Mein Gott, was will denn der schon wieder? Dieser alte Greis versteht nicht, dass unser Unternehmen an der Zusammenarbeit nicht interessiert ist und ich hab es satt, es ihm jede Woche erneut zu erklären.
 

„Ne, schick ihn weg. Er muss sich einen Termin holen, wie alle anderen.“

„Okay, wird erledigt.“

„Danke.“
 

Naruto ist wahrscheinlich derjenige, der mein „Danke“ tausend mal pro Tag hört oder liest. Wahrscheinlich nimmt er es nicht mehr richtig ernst. Aber ich bedanke mich bei ihm selten auf Autopilot.
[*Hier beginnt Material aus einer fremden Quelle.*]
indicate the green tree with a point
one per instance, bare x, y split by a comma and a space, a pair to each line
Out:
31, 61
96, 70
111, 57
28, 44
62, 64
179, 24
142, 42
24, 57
Keine Ahnung, ob ihm völlig bewusst ist, wie oft am Tag er meinen Arsch rettet. So wie er mit den Terminen jonglieren und die wichtigen Leute auf eine sehr nette Art überzeugen kann, ist schon sehr beeindruckend. Darüberhinaus kann er meiner Laune immer intuitiv folgen. Er weiß immer, wann man mich um Sachen bittet, wie man es tut und ob es Aussicht auf Erfolg hat. Er weiß, wie man mich auf meine Fehler aufmerksam macht und mich an scheinbar unwichtige Dinge erinnert. Und außerdem kann er sehr gut zwischen den Zeilen lesen. Ich verlasse mich oft auf seine Meinung, wenn es darum geht, jemanden um etwas zu bitten, was eigentlich zu gestern fällig war. Seitdem er mein Assistent ist, läuft die Verwaltung wie ein sicheres Uhrwerk. Ich merke nichts davon und es funktioniert zu jeder Zeit. Und alles ist immer irgendwie möglich. Auf diesem Gebiet ist er ein echter Zauberer. Da verlasse ich mich auf ihn komplett. Vielleicht lasse ich mich dadurch zu sehr verwöhnen. Er kann nicht für immer mein Assistent sein, das wissen wir alle. Sobald er mit seinem Studium fertig ist, ist er hier weg. Wann das passiert, ist mir zum Glück nicht bekannt. Wir sprechen selten über Privates. Schließlich soll ja jeder jederzeit dieses Miteinander beenden können. Dafür setze ich mich ein.
 

„Du musst langsam fertig werden, du hast noch deine Weihnachtsfeier.“
 

Mein Gedankengang wurde plötzlich unterbrochen. Naruto duzt mich jetzt. Ist es schon so spät? Ich blicke auf die Wanduhr. Ja, tatsächlich. Wow, die Zeit rennt immer davon, besonders wenn man in eine Aufgabe vertieft ist.
 

„Du kannst den schwarzen Anzug anziehen. Ich konnte ihn noch Last-Minute reinigen. Das Hotelzimmer hab ich verlängert. Und einen Abholservice von der Feier zum Hotel konnte ich für dich auch organisieren. Musst einfach am Empfang sagen, dass du Uchiha mit dem Nachnamen heißt.“
 

Wow, er hat tatsächlich an alles gedacht. Ich bin wie immer wirklich begeistert. Respekt. In solchen Momenten will ich ein Monument in seiner Ehre aufstellen. Keine Ahnung, wie er das macht. Man, das mit dem Retten ist nicht übertrieben. Dafür verdient er einen aufrichtigen Lob.
 

„Richtig beeindruckend, Uzumaki-san. Wie immer danke, ne?“, sage ich enthusiastisch und lächele ihn an.

„Na klar!“
 

Was sagt die Uhr? Noch ne Viertelstunde? Verdammt, ich schaff nicht mehr zu duschen…
 

„Beeil dich, du hast nur 15 Minuten bis zum Taxi.“

„Ich weiß, habe gerade genau daran gedacht.“ Dabei knöpfe ich die unteren Knöpfe des Hemds zu.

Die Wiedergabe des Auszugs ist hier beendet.